The aI<0300>$'\302\210'
part once was a single letter: ä
.
So in order to extract a single file, in addition to filter-branch I also needed to do:
git filter-branch -f --subdirectory-filter lisp/source/model HEAD
Alternatively, you can use --tree-filter: (the test is needed, because the file was at another directory earlier, see: How can I move a directory in a Git repo for all commits?)
MV_FILTER='test -f source/model/trie.lisp && mv ./source/model/trie.lisp . || echo "Nothing to do."'
git filter-branch --tree-filter $MV_FILTER HEAD --all
To see all the names a file have had, use:
git log --pretty=oneline --follow --name-only git-path/to/file | grep -v ' ' | sort -u
As described at http://whileimautomaton.net/2010/04/03012432
Also follow the steps on afterwards:
$ git reset --hard
$ git gc --aggressive
$ git prune
$ git remote rm origin # Otherwise changes will be pushed to where the repo was cloned from
Solution 3:
Note that things get much easier if you combine this with the additional step of moving the desired file(s) into a new directory.
This might be a quite common use case (e.g. moving the desired single file to the root dir).
I did it (using git 1.9) like this (first moving the file(s), then deleting the old tree):
git filter-branch -f --tree-filter 'mkdir -p new_path && git mv -k -f old_path/to/file new_path/'
git filter-branch -f --prune-empty --index-filter 'git rm -r --cached --ignore-unmatch old_path'
You can even easily use wildcards for the desired files (without messing around with grep -v ).
I'd think that this ('mv' and 'rm') could also be done in one filter-branch but it did'n work for me.
I didn't try it with weird characters but I hope this helps anyway.

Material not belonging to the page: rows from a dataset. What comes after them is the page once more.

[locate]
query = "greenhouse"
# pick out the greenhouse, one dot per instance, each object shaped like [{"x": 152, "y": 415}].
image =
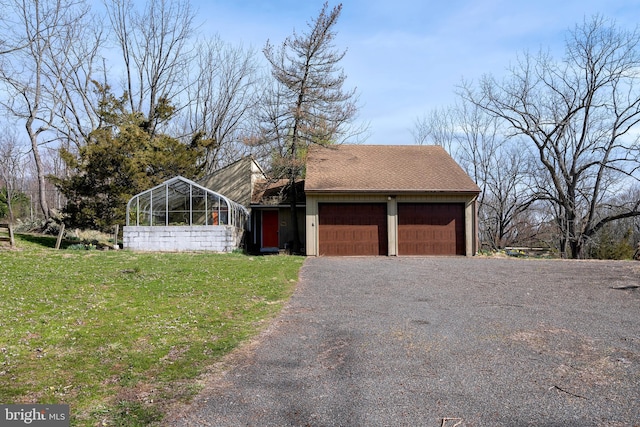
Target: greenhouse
[{"x": 182, "y": 215}]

Making things easier seems always to be a good idea to me.
Hint:
This is a time consuming action on large repos. So if you want to do several actions (like getting a bunch of files and then rearrange them in 'new_path/subdirs') it's a good idea to do the 'rm' part as soon as possible to get a smaller and faster tree.
Solution 4:
I've found an elegant solution using git log and git am here: https://www.pixelite.co.nz/article/extracting-file-folder-from-git-repository-with-full-git-history/
In case it goes away, here's how you do it:
-
in the original repo,
git log --pretty=email --patch-with-stat --reverse --full-index --binary -- path/to/file_or_folder > /tmp/patch
-
if the file was in a subdirectory, or if you want to rename it
sed -i -e 's/deep\/path\/that\/you\/want\/shorter/short\/path/g' /tmp/patch
-
in a new, empty repo
git am < /tmp/patch
Solution 5:
The following will rewrite the history and keep only commits that touch the list of files you give. You probably want to do that in a clone of your repository to avoid losing the original history.
FILES='path/to/file1 other-path/to/file2 file3'
git filter-branch --prune-empty --index-filter "
git read-tree --empty
git reset \$GIT_COMMIT -- $FILES
" \
-- --all -- $FILES
Then you can merge that new branch into your target repository, via normal merge
or rebase
commands according to your use-case.